Simple : les FAI annoncent +10€/mois sur les abonnements pour prendre en charge les coûts liés au piratage.

Ensuite, comme la copie privée, les utilisateurs vont croire qu’ils payent pour compenser ça, et donc iront de plus belle chercher le dernier Marvel sur Piratin.com.

Résultat les ayants droits porteront encore plus plainte, les FAI devront encore plus en supporter le coût, etc donc …. loop.

Ainsi en moins d’un an, les abonnements Internet en France coûteront un SMIC par mois, empêchant les pauvres (c’est les seuls qui piratent, tout le monde le sait) de s’abonner.

Et donc plus de piratage.



Voilà.



PS : à tous ceux qui en viendraient à exploiter cette solution, sachez qu’elle est brevetée avec une rémunération de 2500€ à chaque idée traversant la tête indiquant voulant l’exploiter. Toute personne lisant ce message doit ainsi payer la redevance.

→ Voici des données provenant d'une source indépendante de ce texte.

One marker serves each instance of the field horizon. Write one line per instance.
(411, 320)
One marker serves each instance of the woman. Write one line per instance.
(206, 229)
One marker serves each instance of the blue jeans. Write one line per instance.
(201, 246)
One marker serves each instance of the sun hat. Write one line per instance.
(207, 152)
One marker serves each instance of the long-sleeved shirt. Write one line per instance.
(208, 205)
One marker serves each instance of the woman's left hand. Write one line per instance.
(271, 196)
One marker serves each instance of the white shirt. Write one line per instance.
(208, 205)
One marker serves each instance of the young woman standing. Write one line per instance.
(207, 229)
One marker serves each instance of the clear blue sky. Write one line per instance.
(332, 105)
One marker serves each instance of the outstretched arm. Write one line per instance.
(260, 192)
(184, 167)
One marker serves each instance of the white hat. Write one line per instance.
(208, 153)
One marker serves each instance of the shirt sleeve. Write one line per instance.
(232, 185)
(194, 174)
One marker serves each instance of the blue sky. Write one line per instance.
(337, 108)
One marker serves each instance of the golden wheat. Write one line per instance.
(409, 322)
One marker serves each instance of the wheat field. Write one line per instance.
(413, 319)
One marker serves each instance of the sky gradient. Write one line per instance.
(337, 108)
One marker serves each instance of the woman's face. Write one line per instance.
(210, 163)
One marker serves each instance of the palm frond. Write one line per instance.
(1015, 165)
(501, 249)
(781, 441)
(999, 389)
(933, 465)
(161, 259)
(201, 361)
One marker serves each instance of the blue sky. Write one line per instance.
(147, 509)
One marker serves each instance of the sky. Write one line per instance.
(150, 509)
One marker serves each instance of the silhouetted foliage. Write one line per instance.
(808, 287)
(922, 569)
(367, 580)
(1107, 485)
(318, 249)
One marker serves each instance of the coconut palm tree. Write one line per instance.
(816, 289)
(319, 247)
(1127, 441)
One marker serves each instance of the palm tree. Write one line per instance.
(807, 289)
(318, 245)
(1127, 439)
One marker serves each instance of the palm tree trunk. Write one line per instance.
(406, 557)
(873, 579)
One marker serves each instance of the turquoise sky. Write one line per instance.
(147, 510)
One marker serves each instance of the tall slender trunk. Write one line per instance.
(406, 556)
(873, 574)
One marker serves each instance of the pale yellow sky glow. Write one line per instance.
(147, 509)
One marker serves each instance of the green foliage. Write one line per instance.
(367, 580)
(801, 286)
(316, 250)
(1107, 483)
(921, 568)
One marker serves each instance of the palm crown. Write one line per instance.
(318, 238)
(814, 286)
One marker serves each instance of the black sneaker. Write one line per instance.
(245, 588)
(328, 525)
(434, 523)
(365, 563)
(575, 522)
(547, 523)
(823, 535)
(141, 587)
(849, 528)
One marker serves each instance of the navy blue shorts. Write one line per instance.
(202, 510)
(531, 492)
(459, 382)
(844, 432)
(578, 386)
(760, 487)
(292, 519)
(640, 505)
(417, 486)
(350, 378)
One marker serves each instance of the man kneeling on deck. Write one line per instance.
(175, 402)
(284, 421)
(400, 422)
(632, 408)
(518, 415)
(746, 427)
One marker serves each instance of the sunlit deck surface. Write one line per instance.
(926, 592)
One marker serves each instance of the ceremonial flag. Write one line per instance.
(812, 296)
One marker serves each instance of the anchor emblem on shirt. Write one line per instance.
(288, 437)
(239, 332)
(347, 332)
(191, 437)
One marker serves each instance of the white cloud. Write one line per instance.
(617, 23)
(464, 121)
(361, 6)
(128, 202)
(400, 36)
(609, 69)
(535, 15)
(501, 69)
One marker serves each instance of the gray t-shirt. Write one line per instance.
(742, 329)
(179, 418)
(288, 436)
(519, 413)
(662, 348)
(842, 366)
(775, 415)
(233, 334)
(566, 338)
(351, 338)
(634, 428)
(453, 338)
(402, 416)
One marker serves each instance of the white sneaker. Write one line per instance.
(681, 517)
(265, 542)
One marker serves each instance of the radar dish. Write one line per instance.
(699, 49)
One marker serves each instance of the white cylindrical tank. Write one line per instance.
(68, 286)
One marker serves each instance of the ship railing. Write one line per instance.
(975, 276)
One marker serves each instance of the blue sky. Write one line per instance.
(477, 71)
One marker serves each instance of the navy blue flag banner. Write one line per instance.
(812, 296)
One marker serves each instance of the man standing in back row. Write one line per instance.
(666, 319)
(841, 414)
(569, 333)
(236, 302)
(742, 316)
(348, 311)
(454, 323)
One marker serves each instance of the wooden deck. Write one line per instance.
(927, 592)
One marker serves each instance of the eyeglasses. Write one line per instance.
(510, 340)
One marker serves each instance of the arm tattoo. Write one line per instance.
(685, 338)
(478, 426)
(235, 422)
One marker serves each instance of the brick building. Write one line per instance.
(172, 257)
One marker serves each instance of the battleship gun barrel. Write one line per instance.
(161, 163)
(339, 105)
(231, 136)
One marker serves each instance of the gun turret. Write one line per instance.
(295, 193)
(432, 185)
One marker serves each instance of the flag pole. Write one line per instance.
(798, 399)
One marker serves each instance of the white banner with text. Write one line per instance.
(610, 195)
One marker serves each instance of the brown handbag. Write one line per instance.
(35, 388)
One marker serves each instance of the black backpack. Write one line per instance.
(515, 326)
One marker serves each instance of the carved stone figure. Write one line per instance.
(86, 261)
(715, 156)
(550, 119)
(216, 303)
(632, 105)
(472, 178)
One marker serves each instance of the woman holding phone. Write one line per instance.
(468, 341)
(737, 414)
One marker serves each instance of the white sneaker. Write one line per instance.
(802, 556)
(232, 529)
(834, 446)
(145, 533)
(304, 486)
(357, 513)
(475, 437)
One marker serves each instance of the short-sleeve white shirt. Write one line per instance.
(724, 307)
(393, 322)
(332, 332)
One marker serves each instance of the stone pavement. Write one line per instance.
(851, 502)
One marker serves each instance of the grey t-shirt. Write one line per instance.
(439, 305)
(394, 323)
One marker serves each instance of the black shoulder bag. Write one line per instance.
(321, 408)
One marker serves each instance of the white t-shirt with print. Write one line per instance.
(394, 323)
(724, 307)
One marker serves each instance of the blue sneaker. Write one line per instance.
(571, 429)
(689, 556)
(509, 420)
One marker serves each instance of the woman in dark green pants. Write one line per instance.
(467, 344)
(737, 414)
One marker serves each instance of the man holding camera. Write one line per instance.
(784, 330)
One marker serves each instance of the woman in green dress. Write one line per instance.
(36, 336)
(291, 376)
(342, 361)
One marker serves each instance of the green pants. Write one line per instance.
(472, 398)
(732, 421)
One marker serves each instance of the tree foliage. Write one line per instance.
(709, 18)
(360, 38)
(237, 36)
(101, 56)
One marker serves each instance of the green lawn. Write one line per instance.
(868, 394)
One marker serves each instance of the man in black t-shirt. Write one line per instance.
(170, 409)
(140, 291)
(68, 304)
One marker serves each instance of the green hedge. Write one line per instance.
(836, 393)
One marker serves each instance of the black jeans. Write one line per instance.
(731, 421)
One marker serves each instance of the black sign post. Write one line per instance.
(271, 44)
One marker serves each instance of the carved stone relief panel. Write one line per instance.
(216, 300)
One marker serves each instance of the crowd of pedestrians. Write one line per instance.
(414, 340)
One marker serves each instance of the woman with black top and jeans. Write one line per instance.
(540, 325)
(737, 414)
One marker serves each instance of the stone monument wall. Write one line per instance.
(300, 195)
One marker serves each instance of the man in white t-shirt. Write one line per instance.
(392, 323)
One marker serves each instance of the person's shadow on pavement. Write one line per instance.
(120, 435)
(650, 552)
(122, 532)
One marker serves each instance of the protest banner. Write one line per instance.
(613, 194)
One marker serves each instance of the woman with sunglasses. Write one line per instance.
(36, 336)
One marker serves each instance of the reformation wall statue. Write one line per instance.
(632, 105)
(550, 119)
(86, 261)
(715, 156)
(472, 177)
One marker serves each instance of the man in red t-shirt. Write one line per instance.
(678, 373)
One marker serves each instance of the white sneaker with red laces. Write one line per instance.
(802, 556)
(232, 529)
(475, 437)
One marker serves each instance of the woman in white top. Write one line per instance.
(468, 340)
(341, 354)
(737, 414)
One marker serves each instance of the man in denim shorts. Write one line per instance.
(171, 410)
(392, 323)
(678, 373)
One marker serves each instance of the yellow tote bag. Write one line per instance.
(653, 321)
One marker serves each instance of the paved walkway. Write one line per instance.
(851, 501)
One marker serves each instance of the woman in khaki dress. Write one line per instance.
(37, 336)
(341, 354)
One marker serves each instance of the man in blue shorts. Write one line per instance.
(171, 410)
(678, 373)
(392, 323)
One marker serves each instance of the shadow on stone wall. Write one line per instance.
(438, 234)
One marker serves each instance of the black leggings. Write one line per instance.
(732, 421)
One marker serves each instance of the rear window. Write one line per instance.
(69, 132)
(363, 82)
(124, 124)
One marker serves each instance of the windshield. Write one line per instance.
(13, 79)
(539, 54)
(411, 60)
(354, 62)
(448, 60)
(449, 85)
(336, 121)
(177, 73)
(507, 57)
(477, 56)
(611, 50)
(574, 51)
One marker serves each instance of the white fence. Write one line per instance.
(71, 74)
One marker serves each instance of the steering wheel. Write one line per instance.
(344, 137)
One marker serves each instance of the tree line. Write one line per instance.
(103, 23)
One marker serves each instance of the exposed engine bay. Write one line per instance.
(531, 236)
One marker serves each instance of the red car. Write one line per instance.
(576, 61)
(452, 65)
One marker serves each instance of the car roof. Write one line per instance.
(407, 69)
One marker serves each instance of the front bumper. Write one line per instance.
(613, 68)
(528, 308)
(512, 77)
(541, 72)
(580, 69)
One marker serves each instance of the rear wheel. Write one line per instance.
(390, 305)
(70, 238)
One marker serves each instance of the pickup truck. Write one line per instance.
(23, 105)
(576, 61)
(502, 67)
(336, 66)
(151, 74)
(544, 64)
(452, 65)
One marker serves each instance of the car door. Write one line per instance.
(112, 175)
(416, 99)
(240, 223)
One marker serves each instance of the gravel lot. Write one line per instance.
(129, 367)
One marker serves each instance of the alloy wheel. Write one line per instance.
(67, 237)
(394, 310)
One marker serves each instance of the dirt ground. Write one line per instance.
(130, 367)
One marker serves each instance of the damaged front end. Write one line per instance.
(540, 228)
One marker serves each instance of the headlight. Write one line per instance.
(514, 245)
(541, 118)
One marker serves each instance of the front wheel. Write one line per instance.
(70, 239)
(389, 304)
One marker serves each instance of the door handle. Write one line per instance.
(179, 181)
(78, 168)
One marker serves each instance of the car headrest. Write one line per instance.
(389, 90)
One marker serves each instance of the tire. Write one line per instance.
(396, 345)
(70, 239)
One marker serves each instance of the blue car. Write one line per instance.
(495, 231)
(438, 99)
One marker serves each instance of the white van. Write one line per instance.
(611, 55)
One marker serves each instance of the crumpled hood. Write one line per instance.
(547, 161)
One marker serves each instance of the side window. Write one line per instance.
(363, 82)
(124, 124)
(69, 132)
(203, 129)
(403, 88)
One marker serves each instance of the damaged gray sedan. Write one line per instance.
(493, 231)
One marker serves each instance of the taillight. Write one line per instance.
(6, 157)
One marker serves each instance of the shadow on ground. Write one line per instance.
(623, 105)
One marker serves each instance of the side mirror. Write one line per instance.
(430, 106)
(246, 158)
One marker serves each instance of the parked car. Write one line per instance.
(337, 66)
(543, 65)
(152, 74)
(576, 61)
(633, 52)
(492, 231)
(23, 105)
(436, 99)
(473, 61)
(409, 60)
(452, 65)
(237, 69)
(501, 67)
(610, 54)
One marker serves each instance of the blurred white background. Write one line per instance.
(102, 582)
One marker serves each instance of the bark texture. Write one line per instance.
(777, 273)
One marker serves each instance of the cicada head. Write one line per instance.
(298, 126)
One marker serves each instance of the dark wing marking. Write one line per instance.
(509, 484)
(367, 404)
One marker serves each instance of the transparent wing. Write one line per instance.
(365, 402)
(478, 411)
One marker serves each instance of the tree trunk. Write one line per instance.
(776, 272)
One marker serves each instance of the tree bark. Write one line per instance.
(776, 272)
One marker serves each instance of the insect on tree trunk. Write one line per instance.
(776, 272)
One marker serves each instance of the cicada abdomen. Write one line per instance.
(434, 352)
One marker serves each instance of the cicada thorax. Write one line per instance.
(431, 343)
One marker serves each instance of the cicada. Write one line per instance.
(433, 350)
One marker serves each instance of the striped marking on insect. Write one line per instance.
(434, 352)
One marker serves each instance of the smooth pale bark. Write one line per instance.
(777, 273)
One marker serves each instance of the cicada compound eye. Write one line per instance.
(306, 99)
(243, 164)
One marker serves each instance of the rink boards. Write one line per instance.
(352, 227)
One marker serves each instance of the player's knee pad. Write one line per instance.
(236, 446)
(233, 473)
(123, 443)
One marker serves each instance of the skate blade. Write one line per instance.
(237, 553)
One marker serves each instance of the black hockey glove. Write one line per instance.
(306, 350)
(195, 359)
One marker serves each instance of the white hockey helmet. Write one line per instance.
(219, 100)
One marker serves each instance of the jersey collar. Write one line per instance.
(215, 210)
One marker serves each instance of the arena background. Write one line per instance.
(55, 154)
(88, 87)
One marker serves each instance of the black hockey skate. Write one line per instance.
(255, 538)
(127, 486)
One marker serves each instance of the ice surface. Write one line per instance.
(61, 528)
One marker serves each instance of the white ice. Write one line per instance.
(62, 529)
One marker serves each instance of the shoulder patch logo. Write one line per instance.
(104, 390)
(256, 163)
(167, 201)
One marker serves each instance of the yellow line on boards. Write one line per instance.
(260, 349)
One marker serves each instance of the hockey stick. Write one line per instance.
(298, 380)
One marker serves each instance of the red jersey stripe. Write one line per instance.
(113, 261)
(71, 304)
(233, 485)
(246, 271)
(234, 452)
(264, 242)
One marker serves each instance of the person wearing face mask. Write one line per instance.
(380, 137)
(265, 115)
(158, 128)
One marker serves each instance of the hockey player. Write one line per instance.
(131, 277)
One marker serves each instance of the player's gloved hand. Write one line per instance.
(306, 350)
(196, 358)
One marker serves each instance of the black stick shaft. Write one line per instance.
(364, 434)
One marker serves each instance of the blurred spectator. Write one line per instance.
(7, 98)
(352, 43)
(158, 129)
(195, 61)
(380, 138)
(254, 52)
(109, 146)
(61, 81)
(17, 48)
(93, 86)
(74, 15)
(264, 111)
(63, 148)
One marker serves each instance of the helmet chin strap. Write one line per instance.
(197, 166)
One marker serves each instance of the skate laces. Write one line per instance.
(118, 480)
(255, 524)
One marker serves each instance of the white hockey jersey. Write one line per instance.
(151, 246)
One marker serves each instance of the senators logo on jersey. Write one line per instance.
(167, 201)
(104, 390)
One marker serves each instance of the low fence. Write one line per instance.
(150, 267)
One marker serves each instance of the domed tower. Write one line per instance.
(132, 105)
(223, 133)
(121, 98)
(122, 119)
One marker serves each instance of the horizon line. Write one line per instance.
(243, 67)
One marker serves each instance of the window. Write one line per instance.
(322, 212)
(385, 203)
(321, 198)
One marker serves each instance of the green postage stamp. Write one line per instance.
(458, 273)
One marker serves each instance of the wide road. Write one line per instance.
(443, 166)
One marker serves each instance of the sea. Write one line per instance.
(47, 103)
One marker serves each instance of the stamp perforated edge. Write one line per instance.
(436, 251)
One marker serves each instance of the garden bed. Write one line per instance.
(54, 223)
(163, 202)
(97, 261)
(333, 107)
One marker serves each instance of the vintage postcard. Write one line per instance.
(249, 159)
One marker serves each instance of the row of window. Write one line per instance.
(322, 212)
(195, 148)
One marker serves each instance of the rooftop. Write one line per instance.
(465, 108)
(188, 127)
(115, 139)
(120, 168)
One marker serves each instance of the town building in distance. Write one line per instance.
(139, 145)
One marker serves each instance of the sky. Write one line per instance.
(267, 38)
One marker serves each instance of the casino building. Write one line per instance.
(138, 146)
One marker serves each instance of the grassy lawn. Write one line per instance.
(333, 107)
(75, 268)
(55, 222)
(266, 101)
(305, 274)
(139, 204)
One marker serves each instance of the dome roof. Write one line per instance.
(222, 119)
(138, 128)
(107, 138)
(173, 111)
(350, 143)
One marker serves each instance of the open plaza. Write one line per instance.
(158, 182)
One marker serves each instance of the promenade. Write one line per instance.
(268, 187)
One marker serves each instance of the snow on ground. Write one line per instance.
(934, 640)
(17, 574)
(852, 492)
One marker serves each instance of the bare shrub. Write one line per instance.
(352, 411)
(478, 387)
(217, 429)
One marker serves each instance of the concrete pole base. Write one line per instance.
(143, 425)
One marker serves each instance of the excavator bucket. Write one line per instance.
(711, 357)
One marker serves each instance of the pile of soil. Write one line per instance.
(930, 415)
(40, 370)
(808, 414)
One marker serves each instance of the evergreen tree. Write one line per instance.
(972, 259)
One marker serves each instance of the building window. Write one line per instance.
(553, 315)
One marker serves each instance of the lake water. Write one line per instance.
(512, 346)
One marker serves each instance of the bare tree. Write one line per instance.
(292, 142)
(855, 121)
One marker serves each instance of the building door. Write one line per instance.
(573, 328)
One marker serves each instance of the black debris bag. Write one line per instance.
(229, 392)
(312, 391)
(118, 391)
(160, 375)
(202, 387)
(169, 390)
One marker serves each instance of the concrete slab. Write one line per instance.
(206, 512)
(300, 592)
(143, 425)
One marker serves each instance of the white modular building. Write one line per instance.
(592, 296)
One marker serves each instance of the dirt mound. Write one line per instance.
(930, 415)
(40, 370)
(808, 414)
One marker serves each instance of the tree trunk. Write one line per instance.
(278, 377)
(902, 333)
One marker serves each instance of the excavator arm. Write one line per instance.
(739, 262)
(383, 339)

J’accepte les espèces, chèques, carte bancaires, virement, etc.








SebGF a écrit :



Simple : les FAI annoncent +10€/mois sur les abonnements pour prendre en charge les coûts liés au piratage.

Ensuite, comme la copie privée, les utilisateurs vont croire qu’ils payent pour compenser ça, et donc iront de plus belle chercher le dernier Marvel sur Piratin.com.

Résultat les ayants droits porteront encore plus plainte, les FAI devront encore plus en supporter le coût, etc donc …. loop.

Ainsi en moins d’un an, les abonnements Internet en France coûteront un SMIC par mois, empêchant les pauvres (c’est les seuls qui piratent, tout le monde le sait) de s’abonner.

Et donc plus de piratage.



Voilà.



PS : à tous ceux qui en viendraient à exploiter cette solution, sachez qu’elle est brevetée avec une rémunération de 2500€ à chaque idée traversant la tête indiquant voulant l’exploiter. Toute personne lisant ce message doit ainsi payer la redevance.

J’accepte les espèces, chèques, carte bancaires, virement, etc.





Je valide tant que tu ne me demandes pas de payer en nature.